And in the midst of this silence they find the crashed alien spacecraft from Prometheus, with only Fassbender’s David still alive. Soon he and Walter, his brother from a slightly different program, are engaged in dialogues about their relationship to human beings, even as the luckless humans discover that the crashed ship brought with it some of the horrors from the last movie, which have mutated (or have been bred, perhaps by an android with way too much time on his hands?) in ways that bring them closer, much closer, to the chest-bursting monster that we know and love so well.

Essentially, Scott seems to want to tell three kinds of story at once in these movies: The material about the Engineers is basically Chariots of the Gods for cosmic pessimists, a sci-fi story about meeting our makers and finding out that they’re not exactly what we hoped. The material with David (and now Walter) is an A.I.– or Ex Machina–type story about an artificial intelligence becoming self-aware and trying to decide what to do with (or to) its human progenitors. And the material about the slithering proto-Aliens is, well, an Alien movie — body horror, hunters and hunted, and who’s gonna get away alive?

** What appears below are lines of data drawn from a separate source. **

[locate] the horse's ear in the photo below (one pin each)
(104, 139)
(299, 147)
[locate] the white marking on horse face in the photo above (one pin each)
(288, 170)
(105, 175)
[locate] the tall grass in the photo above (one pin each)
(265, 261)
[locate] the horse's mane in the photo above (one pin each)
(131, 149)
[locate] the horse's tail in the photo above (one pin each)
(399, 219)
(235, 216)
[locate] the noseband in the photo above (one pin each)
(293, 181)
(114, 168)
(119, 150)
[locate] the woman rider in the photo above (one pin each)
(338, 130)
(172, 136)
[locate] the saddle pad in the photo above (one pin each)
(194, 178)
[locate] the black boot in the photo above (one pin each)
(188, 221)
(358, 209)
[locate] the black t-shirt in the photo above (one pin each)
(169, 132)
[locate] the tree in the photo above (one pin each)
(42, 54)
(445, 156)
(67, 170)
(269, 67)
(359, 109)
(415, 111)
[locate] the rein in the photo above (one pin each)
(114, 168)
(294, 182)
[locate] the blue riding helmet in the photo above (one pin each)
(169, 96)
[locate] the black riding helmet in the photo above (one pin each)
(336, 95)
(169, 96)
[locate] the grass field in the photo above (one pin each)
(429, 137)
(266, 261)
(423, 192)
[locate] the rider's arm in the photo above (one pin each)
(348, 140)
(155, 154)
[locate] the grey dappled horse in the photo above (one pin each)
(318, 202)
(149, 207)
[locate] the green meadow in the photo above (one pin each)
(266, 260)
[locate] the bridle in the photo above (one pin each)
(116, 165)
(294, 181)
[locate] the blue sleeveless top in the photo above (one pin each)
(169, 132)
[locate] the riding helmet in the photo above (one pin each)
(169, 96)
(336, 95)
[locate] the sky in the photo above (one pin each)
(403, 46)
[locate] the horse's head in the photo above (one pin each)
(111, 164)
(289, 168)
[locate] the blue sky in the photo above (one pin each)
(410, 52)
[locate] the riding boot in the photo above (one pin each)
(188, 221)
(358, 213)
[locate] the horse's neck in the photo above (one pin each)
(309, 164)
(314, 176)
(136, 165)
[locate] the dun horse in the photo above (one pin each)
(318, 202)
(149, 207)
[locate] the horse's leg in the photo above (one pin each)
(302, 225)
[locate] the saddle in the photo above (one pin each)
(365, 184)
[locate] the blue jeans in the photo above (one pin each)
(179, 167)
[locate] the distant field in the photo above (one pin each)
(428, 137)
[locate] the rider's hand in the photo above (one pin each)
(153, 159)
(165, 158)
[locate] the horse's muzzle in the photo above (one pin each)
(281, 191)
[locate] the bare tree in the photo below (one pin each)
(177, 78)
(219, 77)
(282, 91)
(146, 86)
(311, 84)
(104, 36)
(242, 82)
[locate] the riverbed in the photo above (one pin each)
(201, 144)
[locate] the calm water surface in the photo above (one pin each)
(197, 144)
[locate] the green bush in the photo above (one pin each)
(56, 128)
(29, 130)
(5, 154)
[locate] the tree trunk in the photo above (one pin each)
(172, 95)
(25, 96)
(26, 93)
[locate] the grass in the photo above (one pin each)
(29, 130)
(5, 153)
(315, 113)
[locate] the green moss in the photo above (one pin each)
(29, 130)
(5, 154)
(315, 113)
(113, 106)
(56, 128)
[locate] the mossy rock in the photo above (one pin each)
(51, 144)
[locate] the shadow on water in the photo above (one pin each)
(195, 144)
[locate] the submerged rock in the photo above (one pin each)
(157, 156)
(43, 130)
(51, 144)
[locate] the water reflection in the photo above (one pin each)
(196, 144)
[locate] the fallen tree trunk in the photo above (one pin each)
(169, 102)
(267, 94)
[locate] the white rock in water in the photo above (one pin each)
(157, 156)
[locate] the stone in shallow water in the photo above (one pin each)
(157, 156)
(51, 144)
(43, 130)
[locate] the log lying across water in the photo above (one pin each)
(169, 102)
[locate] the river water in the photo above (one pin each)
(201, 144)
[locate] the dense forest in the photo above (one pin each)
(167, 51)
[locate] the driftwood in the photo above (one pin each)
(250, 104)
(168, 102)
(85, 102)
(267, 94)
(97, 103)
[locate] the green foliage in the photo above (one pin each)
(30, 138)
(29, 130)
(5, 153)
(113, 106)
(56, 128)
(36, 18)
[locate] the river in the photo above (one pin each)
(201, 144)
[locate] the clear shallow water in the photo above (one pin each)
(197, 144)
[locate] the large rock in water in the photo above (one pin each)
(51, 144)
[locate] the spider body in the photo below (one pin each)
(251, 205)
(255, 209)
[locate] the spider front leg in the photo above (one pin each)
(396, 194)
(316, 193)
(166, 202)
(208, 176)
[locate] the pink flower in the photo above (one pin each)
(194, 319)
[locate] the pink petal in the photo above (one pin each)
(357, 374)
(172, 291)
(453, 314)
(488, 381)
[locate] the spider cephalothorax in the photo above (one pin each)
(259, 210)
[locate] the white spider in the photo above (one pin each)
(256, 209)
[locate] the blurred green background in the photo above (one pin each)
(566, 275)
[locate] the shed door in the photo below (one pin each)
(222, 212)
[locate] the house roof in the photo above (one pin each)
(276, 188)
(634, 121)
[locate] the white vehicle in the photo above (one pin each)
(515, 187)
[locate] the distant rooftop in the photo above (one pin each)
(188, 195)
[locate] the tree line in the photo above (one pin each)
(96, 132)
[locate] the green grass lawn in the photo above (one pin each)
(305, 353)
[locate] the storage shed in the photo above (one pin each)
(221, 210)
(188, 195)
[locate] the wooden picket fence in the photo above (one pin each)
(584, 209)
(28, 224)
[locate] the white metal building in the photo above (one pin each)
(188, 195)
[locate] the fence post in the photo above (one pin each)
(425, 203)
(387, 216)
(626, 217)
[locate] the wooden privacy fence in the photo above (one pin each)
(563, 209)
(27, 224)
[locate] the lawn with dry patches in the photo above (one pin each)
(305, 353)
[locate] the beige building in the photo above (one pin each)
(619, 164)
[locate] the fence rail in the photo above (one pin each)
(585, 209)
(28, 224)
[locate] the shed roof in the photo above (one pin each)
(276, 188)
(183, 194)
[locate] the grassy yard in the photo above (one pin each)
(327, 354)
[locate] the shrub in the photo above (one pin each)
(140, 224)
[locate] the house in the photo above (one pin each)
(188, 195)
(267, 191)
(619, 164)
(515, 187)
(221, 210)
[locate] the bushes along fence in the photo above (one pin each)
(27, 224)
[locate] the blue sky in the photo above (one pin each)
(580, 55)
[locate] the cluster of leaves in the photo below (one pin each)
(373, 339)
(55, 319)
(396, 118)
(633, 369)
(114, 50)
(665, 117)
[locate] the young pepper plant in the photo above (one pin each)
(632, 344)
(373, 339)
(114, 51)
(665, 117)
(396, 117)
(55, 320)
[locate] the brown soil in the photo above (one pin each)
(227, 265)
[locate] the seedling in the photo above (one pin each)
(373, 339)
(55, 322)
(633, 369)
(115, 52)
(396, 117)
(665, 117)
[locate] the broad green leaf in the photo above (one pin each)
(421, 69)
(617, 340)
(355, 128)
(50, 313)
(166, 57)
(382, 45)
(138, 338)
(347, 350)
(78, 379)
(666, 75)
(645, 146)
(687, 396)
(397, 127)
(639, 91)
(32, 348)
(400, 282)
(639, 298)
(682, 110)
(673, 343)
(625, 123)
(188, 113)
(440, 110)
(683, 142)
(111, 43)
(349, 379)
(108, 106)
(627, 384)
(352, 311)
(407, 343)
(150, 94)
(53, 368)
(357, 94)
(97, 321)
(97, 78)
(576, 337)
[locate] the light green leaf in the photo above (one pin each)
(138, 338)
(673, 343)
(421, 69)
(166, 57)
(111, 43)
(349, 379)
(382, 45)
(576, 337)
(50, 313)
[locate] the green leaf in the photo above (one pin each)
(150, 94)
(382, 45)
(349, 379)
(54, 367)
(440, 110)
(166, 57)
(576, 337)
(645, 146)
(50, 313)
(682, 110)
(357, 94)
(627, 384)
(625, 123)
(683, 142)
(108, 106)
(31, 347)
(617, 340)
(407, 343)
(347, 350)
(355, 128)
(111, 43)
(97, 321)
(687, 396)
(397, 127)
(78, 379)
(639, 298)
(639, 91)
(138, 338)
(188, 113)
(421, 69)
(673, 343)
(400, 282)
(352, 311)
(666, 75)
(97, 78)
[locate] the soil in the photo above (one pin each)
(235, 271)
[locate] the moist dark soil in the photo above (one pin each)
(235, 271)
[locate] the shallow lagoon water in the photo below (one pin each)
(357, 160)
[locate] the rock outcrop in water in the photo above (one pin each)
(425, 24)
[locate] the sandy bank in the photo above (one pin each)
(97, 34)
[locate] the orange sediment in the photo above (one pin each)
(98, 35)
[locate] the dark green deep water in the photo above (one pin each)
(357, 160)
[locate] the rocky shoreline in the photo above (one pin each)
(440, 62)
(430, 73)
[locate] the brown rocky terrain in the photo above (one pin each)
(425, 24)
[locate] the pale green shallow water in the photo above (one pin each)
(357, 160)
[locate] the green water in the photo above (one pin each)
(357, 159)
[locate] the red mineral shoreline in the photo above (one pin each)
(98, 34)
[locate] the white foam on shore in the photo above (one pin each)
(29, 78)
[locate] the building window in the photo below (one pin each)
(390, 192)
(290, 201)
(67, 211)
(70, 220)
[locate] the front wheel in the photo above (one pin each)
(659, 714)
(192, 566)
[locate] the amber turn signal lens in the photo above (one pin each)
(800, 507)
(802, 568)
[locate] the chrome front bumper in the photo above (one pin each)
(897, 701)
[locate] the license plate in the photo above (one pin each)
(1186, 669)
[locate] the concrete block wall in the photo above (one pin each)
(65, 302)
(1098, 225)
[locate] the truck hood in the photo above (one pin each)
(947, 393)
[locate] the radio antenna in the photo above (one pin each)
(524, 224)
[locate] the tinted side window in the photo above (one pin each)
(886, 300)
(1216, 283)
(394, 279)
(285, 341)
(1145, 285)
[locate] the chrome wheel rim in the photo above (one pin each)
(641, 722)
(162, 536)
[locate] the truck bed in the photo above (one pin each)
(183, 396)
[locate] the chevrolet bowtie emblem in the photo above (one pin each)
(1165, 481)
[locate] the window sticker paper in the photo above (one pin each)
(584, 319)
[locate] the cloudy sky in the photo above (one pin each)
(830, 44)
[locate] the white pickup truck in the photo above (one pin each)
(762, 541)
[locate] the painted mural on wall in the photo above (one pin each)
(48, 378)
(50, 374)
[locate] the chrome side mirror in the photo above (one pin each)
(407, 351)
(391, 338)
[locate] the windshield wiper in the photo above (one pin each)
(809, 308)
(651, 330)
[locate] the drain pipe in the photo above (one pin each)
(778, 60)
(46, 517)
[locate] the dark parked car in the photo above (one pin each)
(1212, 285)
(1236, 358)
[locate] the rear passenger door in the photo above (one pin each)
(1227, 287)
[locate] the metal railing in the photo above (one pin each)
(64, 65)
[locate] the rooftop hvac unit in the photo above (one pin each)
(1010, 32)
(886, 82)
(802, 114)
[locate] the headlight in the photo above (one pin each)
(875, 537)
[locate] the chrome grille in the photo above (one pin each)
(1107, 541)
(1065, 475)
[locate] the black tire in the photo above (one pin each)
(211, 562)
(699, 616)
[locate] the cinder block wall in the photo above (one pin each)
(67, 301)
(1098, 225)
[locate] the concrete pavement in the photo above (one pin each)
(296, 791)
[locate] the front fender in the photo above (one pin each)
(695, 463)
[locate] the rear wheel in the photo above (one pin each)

I applaud Scott for his ambitions, but all of this is a lot to mash together. And Prometheus was ultimately undone by the gulf between these ambitions and its script: It was an impressive movie only so long as you accepted that none of the plotting or the characters’ behavior made any sense at all.

Covenant has a tighter, simpler story, which makes it a more immediately satisfying blockbuster. But it also cuts down some of Scott’s, er, Promethean ambitions (the entire Engineers plotline seems to be dispensed with in a single flashback) to make room for fan service: The latter half of the story feels like a rehash of Alien and Aliens with Waterston doing her best Sigourney Weaver impression.

So Covenant made me appreciate Prometheus a little more while feeling sorry that the story’s aspirations seemed dialed down. In the next prequel, I hope those ambitions make a comeback: If we’re going to be told more than we ever needed to know about the Alien’s origin, better to wrap it up in an insanely ambitious story than to just recycle what we’ve seen many times before.